Over the next two days I spent about ten hours reading up on various perspectives by the drug manufacturer, alternative medicines, nutritionists, herbalists, and other aspects of my situation.  Man oh man -- buggy-eyed and brain-tired.  At least the doctor was good for one thing: she easily ruled out a lot of possible problems that I hadn't even considered (and which were probably the reason my GP sent me to the specialist in the first place). 

Sunday, December 13, 2015

Bearing Fruits Worthy of Repentance

The tax collectors and soldiers came to John, listening to his preaching, believing his message, and asking, "What shall we do?"  The answer for all of them was pretty much, "Do your job honestly, without hurting other people."

Now if you were a taxpayer in Judea at that time, whether you believed in the Lord or not, you would derive some benefit from all these people trusting in the Messiah.  These Christians beginning to bear fruits of repentance.  Some of the taxpayers would be collecting only the amount they were supposed to collect.
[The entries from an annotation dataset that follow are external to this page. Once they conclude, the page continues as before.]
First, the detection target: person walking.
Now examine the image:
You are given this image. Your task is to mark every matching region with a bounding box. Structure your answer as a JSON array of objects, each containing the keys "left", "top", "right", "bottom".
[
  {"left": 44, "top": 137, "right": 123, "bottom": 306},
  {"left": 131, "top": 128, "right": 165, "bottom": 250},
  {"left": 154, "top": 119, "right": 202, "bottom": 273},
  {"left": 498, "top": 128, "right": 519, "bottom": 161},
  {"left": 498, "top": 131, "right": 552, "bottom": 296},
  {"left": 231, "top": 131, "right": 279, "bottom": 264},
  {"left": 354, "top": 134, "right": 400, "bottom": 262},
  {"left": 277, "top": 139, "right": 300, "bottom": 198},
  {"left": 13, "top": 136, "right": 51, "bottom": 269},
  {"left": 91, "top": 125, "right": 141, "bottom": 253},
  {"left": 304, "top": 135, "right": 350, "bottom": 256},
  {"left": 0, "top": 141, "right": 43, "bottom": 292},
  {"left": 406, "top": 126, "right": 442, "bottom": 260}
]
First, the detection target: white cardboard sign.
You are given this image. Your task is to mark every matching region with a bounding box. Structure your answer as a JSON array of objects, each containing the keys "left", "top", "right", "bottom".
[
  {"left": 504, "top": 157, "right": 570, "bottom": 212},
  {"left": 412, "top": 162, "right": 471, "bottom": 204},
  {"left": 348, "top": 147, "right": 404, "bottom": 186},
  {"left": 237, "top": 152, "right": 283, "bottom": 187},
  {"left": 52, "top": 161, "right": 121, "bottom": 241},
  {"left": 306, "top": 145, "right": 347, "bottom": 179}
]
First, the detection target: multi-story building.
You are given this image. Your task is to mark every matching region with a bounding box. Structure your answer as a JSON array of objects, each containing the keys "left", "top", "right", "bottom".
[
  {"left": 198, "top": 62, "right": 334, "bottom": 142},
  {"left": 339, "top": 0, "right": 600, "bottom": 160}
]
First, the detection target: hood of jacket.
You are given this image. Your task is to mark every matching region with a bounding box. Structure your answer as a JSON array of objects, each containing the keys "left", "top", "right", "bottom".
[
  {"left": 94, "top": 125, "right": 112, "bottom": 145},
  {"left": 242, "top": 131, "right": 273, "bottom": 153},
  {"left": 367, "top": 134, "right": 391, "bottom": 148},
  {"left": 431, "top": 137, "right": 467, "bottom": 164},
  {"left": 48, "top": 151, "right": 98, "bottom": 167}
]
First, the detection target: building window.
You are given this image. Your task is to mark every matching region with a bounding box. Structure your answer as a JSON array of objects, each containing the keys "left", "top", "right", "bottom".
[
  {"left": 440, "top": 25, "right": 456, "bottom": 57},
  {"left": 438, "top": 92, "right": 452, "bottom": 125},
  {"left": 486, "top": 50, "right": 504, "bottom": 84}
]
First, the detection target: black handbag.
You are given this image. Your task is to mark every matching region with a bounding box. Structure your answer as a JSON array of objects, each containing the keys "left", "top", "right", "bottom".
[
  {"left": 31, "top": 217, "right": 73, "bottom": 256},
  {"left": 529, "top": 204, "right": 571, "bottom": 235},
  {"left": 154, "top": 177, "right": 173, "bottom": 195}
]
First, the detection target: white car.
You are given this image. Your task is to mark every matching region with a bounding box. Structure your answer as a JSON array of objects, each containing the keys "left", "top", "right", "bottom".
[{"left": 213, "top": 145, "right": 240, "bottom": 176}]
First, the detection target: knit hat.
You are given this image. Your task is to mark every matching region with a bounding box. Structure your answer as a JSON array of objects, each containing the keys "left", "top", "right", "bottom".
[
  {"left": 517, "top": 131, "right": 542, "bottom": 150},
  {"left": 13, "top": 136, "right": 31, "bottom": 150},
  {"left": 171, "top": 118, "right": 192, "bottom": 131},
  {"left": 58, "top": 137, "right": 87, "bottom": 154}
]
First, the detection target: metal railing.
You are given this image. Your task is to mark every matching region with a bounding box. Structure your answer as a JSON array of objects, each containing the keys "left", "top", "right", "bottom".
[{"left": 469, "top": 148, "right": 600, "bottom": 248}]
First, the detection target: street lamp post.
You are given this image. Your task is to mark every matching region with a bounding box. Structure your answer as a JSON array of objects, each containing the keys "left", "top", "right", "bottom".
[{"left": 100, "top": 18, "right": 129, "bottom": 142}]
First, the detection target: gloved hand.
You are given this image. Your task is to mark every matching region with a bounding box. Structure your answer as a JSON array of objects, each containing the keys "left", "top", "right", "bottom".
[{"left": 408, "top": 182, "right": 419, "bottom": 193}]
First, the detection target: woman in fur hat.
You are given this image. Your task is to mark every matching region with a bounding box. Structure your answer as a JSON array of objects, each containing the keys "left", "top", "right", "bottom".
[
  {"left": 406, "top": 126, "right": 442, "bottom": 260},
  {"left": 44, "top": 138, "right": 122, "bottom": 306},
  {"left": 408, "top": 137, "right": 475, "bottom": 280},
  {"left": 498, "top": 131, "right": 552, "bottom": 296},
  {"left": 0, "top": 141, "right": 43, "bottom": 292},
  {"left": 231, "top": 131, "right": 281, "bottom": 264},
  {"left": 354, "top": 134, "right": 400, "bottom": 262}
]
Some of the soldiers would be fair and good.  Certainly not all of them.  And not even these new Christians were sinless.  But some of them were indeed transformed (in part) by the Gospel they believed.

So even before Jesus died,
even before He was miraculously healing people,
even before He was preaching,

already there were some temporal blessings breaking in, like the tiniest little foretaste of what was yet to come.

Wonky Comments Too

So not only has my blog been wonky, but now I see the comments have been wonky too.

No, the comments themselves haven't been.  (My apologies Suzanne, Melanie, Cheryl, Jane in SB, and Karen in MI.  You're not being weirdos at all.  Well, not any more than the likable weirdness that is the norm.)  Something IS up, however, with the comment feature.  Today I noticed that a request for comment moderation was dumped into my spam folder.  That's when I discovered that a whole bunch of other comments were awaiting moderation -- comments from months ago.  Comments that never arrived, not even diverted to the spam folder.  They were simply sucked into a tiny corner of the blogger program.

Well, they have been found and posted.

Settings have been adjusted.  I was moderating comments only because my mom couldn't manage the "Prove you're not a robot" verification.  But Mom's not reading my blog now, so I no longer need to take that into account.

The trick now is to see if I can remember to keep peeking into that little forsaken corner in case of older comments.  And in the meantime, I have to watch for new comments that would hawk lower mortgages, exercise equipment, new roofs, and sexy girlfriends.  (I suspect you want those things just about as much as I do.)

Saturday, December 12, 2015

Lizzy Is Growing




I haven't posted any pictures of Lizzy since she was brand new.  This is from about 3 weeks ago.  Like her momma, she wants to STAND at a ridiculously young age.  Rachel had to put a book under the baby's feet so that she could use her walker.  But now she's grown big enough to reach the floor!